12 Responses to “Embracing the Four-Hour Work Week”

  1. brian Says:

    The book is great. Much like Vagabonding, it is dense but well organized that is never boring. Even those who consider themselves wage slaves will find the book useful. It will also scare the bejeezus out of these same corporate refugees when they find how easily they can be replaced by a virutal assistant in India for $4 an hour (part time) with no benefits. The key to the book then, is not how to fight this new paradyme but use it to your advantage. You also get much more reader-only content through the website, with excellent resources for finding the data you’ll need to use the theories put forth in the book. I cannot recommend it more highly.

  2. Aaron Bennett Says:

    This is a fantastic book. Anyone who likes Vagabonding will resonate and appreciate this amazing work. This book will help you get the time, money, and lifestyle you deserve so you can vagabond more often.

  3. Aaron Bennett Says:

    This is a fantastic book. Anyone who likes Vagabonding will resonate and appreciate this amazing work. This book will help you get the time, money, and lifestyle you deserve so you can vagabond more often.

  4. Amy Says:

    As a “corporate refugee” myself, I find this idea validating, of course–but also completely beautiful. Learning to step out into the world and become observers (as opposed to robots or powermongers) may be the key to transforming our society.

  5. David Leigh Says:

    A great read, really inspiring and although I didn’t know it I’m already a member of the NR! I’ve cetainly been able to apply the principles of geo-arbitrage he talks about and so although it may seem far fetched to some people it really can be done. Not sure I’d aim for 4 hrs/week though.

  6. Rex Reed Says:

    Interesting review! Well, I too finished this book and found it inspiring enough to want to change my life to manage my time better and become a PARALLEL entrepreneur (who needs Serial?).

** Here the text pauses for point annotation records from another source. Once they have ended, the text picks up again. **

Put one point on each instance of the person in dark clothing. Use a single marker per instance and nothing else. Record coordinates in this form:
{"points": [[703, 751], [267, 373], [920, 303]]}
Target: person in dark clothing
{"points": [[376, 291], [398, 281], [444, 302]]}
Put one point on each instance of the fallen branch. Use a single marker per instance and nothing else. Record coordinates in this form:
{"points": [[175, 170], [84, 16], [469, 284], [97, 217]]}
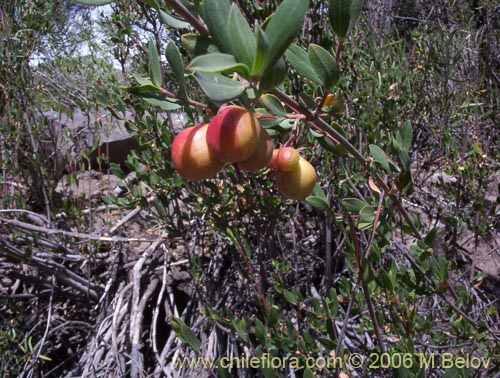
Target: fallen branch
{"points": [[62, 274]]}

    As such, I’m documenting and journaling my journey from 40 hour a weeker to 4 hour a weeker on my blog at http://www.fourhourworkweekdiary.com. I’d love to get your feedback, encouragement, or discouragement as I attempt to radically change the way I spend my time.

  7. Jamison Says:

    4HWW was a great read. Very inspirational.

    After reading the book I tried testing 2 different ‘muses’ (business ideas) but neither worked. I then found one which I’ve taken off with. It already more than pays for my travels. I owe a lot to Timothy Ferris. Thanks Tim!

  8. Brick Andrews Says:

    The book is well written, and because of that it is entertaining to read. Whether Ferriss’ methods are actually workable or not, he challenges some pretty big work/lifestyle assumptions. Getting one to question their current status quo makes it well worth reading the book. Being a little skeptical but willing to try anything, I decided to track my own experiences on my blog as I use Ferriss’ book as inspiration on my own quest towards a 4-Hour Workweek.

  9. greg hanson Says:

    It’s an amazing book. I have called my kids and asked my wife to read it so they can understand how I think and what I am up to. Half of what he writes was me already but the rest was a much needed and sought after handbook for getting it done. Thanks Tim!

  10. Elisiance Says:

    This book is fabulous! I use it as a manual to set up my day to day operations- now I have more free time than I could ever dream of.

  11. » “Work the System” with this new book :: Vagablogging :: Rolf Potts Vagabonding Blog Says:

    […] the same genre as Tim Ferriss’s The 4-Hour Workweek (which Vagablogging has written about on more than one occasion), Work the System offers advice and anecdotes on how to manage […]

  12. Ryan Says:

    Literally changed my perspective, especially in regards to mini vacations. A year after reading this book I moved from Wisconsin to Hawaii to pursue my passion and have entered the world of internet marketing. This book had a ton of great content and advice.